MATLAB 1

MATLAB is short for MATrix LABoratory, and is a common high-level tool for numerical analysis in science and engineering. A few things to know about MATLAB:

  • Fundamental data type is matrix (double precision floating point numbers)
  • Interactive and “interpreted” (there is a “compiler” that makes code run faster), runs .m files and stores data using .mat files
  • Many, many built-in functions (we will only scratch the surface in this class)
  • Built in 2D and 3D graphics capabilities
  • Additional toolboxes add further capabilities for extending MATLAB beyond its basic functionality

MATLAB was originally a package for matrix math, designed to provide an interface to linear algebra libraries written in Fortran, but has grown over the years into a software package useful for a range of scientific applications. It is commonly used in academic, research, and industrial settings (which is why geophysicsts should know how to use it). MATLAB currently uses a proprietary version of the LAPACK linear algebra routines.

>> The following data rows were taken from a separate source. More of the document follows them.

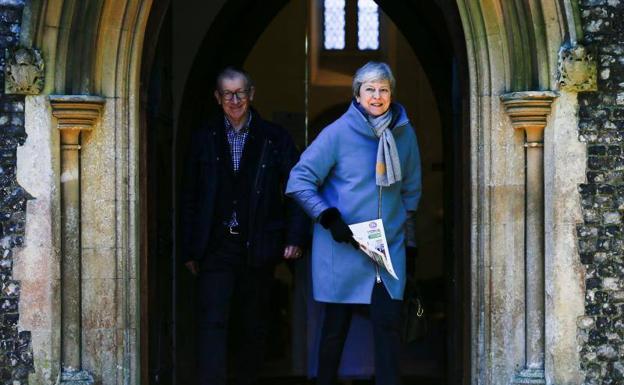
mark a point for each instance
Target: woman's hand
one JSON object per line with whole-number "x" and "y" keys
{"x": 332, "y": 219}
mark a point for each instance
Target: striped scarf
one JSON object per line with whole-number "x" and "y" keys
{"x": 388, "y": 165}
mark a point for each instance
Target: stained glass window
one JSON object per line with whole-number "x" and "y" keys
{"x": 368, "y": 25}
{"x": 334, "y": 24}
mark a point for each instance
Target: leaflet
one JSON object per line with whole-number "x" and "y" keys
{"x": 371, "y": 237}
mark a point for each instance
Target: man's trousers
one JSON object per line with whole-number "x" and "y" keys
{"x": 228, "y": 284}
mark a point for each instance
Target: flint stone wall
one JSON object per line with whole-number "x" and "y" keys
{"x": 601, "y": 235}
{"x": 15, "y": 348}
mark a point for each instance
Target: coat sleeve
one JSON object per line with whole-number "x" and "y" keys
{"x": 314, "y": 166}
{"x": 298, "y": 223}
{"x": 411, "y": 187}
{"x": 189, "y": 199}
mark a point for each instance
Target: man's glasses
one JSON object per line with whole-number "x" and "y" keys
{"x": 229, "y": 95}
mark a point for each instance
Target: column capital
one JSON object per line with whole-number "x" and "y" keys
{"x": 76, "y": 112}
{"x": 528, "y": 110}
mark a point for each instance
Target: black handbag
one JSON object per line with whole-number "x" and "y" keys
{"x": 414, "y": 320}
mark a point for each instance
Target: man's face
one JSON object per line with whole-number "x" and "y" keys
{"x": 234, "y": 98}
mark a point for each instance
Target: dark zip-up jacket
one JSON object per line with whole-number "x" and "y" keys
{"x": 273, "y": 220}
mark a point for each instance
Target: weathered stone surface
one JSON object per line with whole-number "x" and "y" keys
{"x": 16, "y": 360}
{"x": 601, "y": 236}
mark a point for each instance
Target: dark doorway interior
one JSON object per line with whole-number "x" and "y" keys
{"x": 431, "y": 31}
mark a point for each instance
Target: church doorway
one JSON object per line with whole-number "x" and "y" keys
{"x": 302, "y": 85}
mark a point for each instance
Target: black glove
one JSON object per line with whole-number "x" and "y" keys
{"x": 332, "y": 220}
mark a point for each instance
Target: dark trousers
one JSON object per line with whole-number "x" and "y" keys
{"x": 227, "y": 283}
{"x": 385, "y": 315}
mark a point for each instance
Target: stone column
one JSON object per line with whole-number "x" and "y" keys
{"x": 528, "y": 112}
{"x": 74, "y": 114}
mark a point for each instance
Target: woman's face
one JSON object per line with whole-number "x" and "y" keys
{"x": 375, "y": 97}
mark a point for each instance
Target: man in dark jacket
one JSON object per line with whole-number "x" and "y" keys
{"x": 236, "y": 224}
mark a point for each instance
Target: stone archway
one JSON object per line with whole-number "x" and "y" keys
{"x": 95, "y": 47}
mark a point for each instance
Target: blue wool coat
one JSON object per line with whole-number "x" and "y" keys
{"x": 340, "y": 166}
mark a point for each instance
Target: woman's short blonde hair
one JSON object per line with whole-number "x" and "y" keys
{"x": 372, "y": 71}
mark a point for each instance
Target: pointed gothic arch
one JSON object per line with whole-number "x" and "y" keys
{"x": 96, "y": 48}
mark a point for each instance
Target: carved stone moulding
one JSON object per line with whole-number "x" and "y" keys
{"x": 528, "y": 109}
{"x": 577, "y": 70}
{"x": 76, "y": 112}
{"x": 24, "y": 71}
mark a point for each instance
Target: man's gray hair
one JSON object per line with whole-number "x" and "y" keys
{"x": 372, "y": 71}
{"x": 232, "y": 72}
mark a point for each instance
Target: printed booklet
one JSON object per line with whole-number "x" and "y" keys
{"x": 372, "y": 239}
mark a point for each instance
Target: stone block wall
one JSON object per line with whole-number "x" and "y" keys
{"x": 601, "y": 235}
{"x": 15, "y": 348}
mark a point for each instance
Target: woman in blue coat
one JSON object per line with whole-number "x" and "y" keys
{"x": 363, "y": 166}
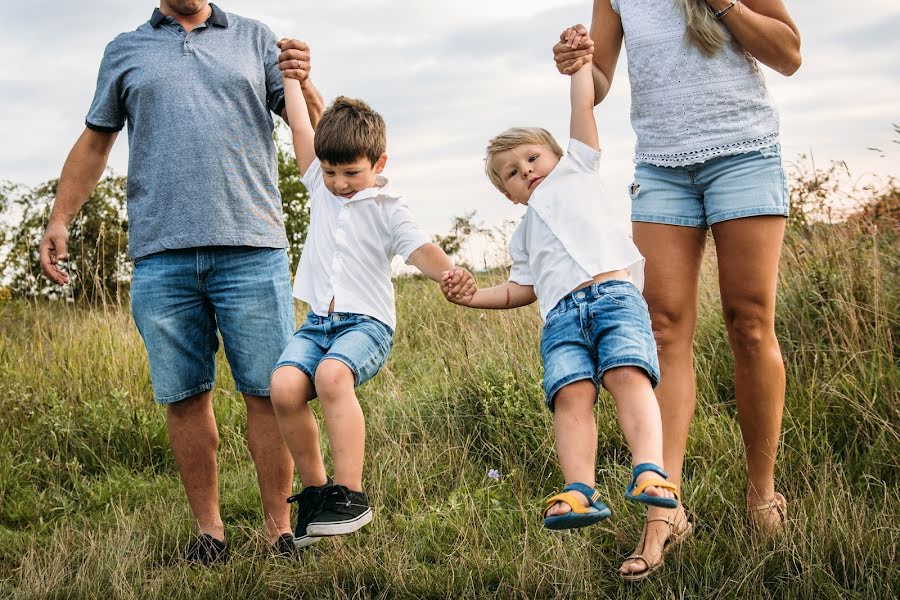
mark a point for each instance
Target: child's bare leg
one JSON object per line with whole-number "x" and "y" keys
{"x": 576, "y": 437}
{"x": 343, "y": 420}
{"x": 291, "y": 391}
{"x": 639, "y": 418}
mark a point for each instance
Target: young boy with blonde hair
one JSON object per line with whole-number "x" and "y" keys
{"x": 357, "y": 225}
{"x": 573, "y": 253}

MATLAB is commercial software (we have a license for it on all of the computers in the Mac Lab). For those that have strong feelings about proprietary software, there are a number of free open source alternatives: GNU Octave, FreeMat, SciLab, R, a combination of Python packages, etc. Some of these are meant to be MATLAB clones – GNU Octave and FreeMat are supposed to run MATLAB code with the same syntax, while the others have a distinct syntax. I have used GNU Octave extensively in my research in addition to MATLAB, as it is fairly easy to install under various Linux distributions. I have found it mostly compatible with existing MATLAB code, though I often have to make a few modifications and sometimes must replace functions that do not exist in Octave (and some Octave code is not compatible with MATLAB). It also does not run as fast. I use Python along with a number of additional packages in my research in place of MATLAB, though that has been born out of the fact that I simply like programming in Python better (rather than the fact that MATLAB is commercial).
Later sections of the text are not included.